What is your definition of a guitar riff?
“A riff to me is any repeated phrase on a guitar, really. It could be a melody or broken chords or 5ths... As long as it returns several times and has a distinct identity - as opposed to just strumming - then it’s a riff. The perfect riff has to be memorable. Ideally, you want people to think of the riff and the chorus vocal at the same time when the song is mentioned.”
How do you think indie rock riffs differ from those in heavier genres of music?
“In indie rock music, I’d say it’s quite rare for a riff to carry an entire song. It serves as more of a ‘tagline’. You also have to ‘play the spaces’ a lot more. If you’re loud the whole time, you’re not really loud. There’s much more dynamics and punch to be had by keeping quiet. I actually think you get more power out of a guitar by turning the gain down because distortion blurs the attack. The masters of the indie rock riff are The Strokes. Listen to a song like Reptilia and the entire thing is built on one brilliant riff after another.”
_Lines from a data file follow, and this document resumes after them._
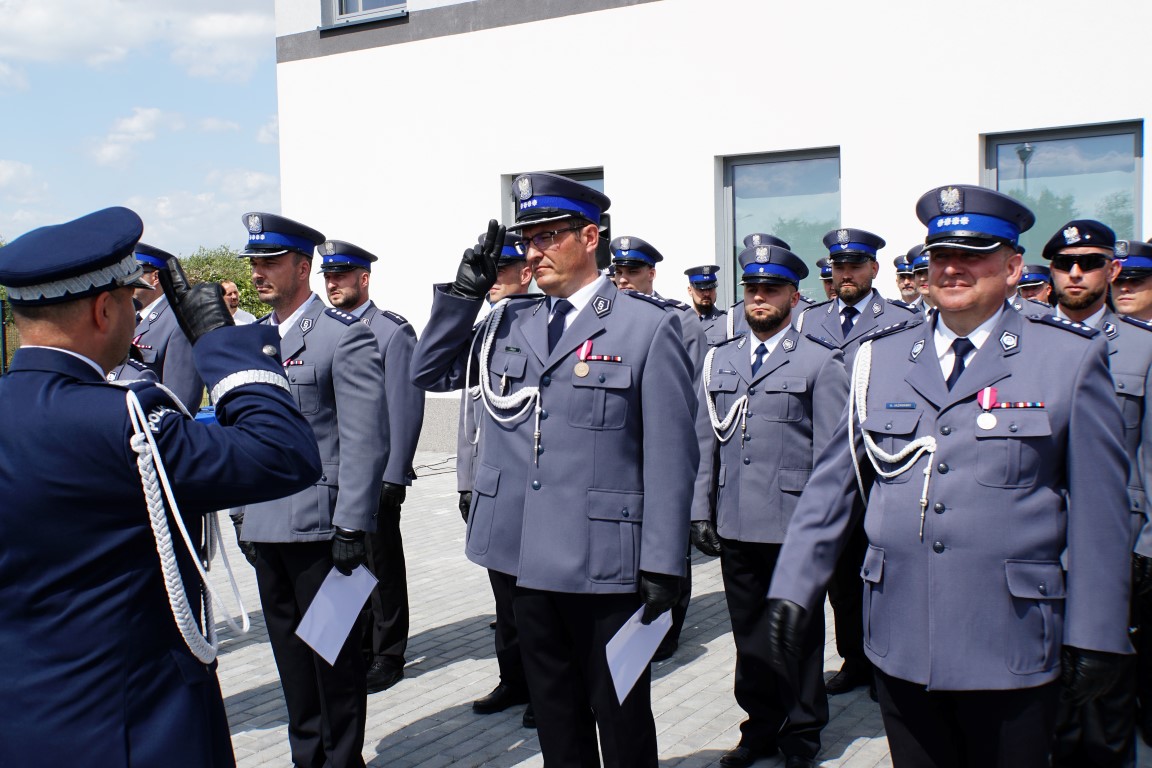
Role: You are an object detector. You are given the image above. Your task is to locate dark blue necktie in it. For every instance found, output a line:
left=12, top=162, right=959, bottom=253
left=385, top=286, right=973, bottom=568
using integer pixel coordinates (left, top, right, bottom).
left=840, top=306, right=859, bottom=339
left=947, top=336, right=976, bottom=389
left=752, top=344, right=768, bottom=377
left=548, top=298, right=573, bottom=352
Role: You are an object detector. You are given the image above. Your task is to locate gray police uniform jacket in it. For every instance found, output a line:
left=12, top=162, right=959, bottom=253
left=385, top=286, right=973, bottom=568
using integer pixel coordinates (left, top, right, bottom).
left=692, top=328, right=848, bottom=543
left=132, top=297, right=204, bottom=413
left=238, top=295, right=389, bottom=542
left=694, top=306, right=728, bottom=347
left=1100, top=310, right=1152, bottom=556
left=770, top=304, right=1131, bottom=691
left=361, top=302, right=424, bottom=486
left=412, top=277, right=699, bottom=593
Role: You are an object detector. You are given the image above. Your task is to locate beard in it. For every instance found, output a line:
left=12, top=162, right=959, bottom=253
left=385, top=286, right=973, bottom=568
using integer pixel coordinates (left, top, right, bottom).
left=744, top=304, right=791, bottom=333
left=1058, top=287, right=1106, bottom=310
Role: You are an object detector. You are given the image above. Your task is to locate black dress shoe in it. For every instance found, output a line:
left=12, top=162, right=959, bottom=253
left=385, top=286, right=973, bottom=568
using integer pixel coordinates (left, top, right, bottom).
left=720, top=743, right=776, bottom=768
left=785, top=754, right=816, bottom=768
left=824, top=660, right=872, bottom=695
left=367, top=661, right=404, bottom=693
left=472, top=683, right=528, bottom=715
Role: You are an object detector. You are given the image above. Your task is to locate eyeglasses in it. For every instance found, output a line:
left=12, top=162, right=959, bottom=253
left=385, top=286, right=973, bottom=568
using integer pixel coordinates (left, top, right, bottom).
left=515, top=225, right=584, bottom=256
left=1052, top=253, right=1109, bottom=272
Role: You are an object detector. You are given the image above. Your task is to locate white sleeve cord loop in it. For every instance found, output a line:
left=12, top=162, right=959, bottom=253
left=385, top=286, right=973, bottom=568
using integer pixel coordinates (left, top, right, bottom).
left=848, top=341, right=937, bottom=520
left=127, top=389, right=249, bottom=664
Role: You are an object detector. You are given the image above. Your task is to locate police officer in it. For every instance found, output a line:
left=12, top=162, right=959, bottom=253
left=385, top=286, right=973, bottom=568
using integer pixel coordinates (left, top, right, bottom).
left=116, top=243, right=204, bottom=413
left=684, top=264, right=728, bottom=347
left=1017, top=264, right=1052, bottom=306
left=456, top=234, right=536, bottom=728
left=231, top=213, right=391, bottom=766
left=1112, top=239, right=1152, bottom=320
left=1043, top=219, right=1152, bottom=767
left=805, top=256, right=836, bottom=297
left=727, top=231, right=792, bottom=339
left=412, top=173, right=699, bottom=768
left=768, top=185, right=1130, bottom=768
left=0, top=207, right=320, bottom=768
left=797, top=228, right=922, bottom=695
left=889, top=253, right=920, bottom=304
left=692, top=245, right=848, bottom=768
left=318, top=239, right=424, bottom=693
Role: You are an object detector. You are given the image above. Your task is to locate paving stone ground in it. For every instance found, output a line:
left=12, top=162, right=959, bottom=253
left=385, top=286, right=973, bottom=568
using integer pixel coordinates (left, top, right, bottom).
left=212, top=450, right=1152, bottom=768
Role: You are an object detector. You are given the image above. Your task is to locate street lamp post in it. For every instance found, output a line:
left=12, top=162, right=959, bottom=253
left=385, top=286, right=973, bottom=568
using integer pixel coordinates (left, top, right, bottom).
left=1016, top=142, right=1036, bottom=197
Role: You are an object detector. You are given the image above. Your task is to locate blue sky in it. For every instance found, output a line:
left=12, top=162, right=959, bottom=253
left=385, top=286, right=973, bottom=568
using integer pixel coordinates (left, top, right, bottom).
left=0, top=0, right=280, bottom=256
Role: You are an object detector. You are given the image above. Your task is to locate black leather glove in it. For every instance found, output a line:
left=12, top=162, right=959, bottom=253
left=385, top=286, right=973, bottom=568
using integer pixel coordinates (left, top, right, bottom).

How important is guitar tone when you’re putting together riffs?
“I’m obsessed with finding different guitar tones and textures, so I think the sound of a particular part is very important. With the right tone you can just play one note and it will sound awesome. And tone decides how the part sits in the song.”
How essential is a good grounding in theory when you’re writing a riff?
“Taste is everything to me. If you can’t work out whether something sounds good or not by listening to it, you’re dead in the water. After a while, though, you tend to find where the scales are in relation to each other up and down the neck, but it’s a natural process. My main thing with guitar playing is that it should be fun - you’re trying to write something that will make your song better. A great example here is the Take Me Out riff [Franz Ferdinand].”
What one tip would you offer players who are trying to improve their riff writing?
“Try to write a riff that’s 50 per cent silence! I cannot stress enough how important it is to learn how not to play. It took me about 10 years of playing the guitar to figure that one out.”
Razorlight - In The Morning:
Mark Morton, Lamb Of God
Bringing to mind the muscle and punch of Pantera's best riffs, Redneck, taken from Lamb Of God's 2006 album Sacrament, is a real slugger; shot-through with attitude and adrenaline. Guitarist Mark Morton was heavily influenced by the swagger and spirit of Southern rock when writing it.
As you can tell from even the most glancing of listens to Redneck's riff, for Mark it's all about the head-bobbing groove...
Where did the inspiration for the Redneck riff come from?
"I was trying to incorporate some blues influenced, Southern swagger into metal. I was thinking about some of the older music that I'm into, like Lynyrd Skynyrd and The Allman Brothers Band; taking that mixture of pentatonic blues and chromatic passing notes and fusing it into a metal riff. I was sitting in my den before practice and I still hadn't come up with anything. I was playing the guitar, seeing what I could come up with, and within an hour or so I had written Redneck."
What gear did you use to record the riff?
"The guitar I used on it was my '75 Gibson Les Paul Goldtop. That's pretty much my studio guitar. As for amps, we did a lot of re-amping through amp modellers and that kind of stuff. I can't remember which filters we ran through."
Do you think Redneck is a challenging riff to play?
"I don't find it particularly challenging in terms of technique, but I suppose it depends on your skill level. It's probably more simple than most of our stuff and would fall in the below average category in terms of the technique required."
What makes a riff memorable?
"Sometimes the simple stuff hits harder. That's the big difference between me and Willie [Adler]. When he writes riffs he likes them to be really challenging - fast and tricky. I don't think I'm necessarily from that school. For me, I'd rather a riff made my head bop. I can pull off some tricky stuff, too, but for me it's more about the groove."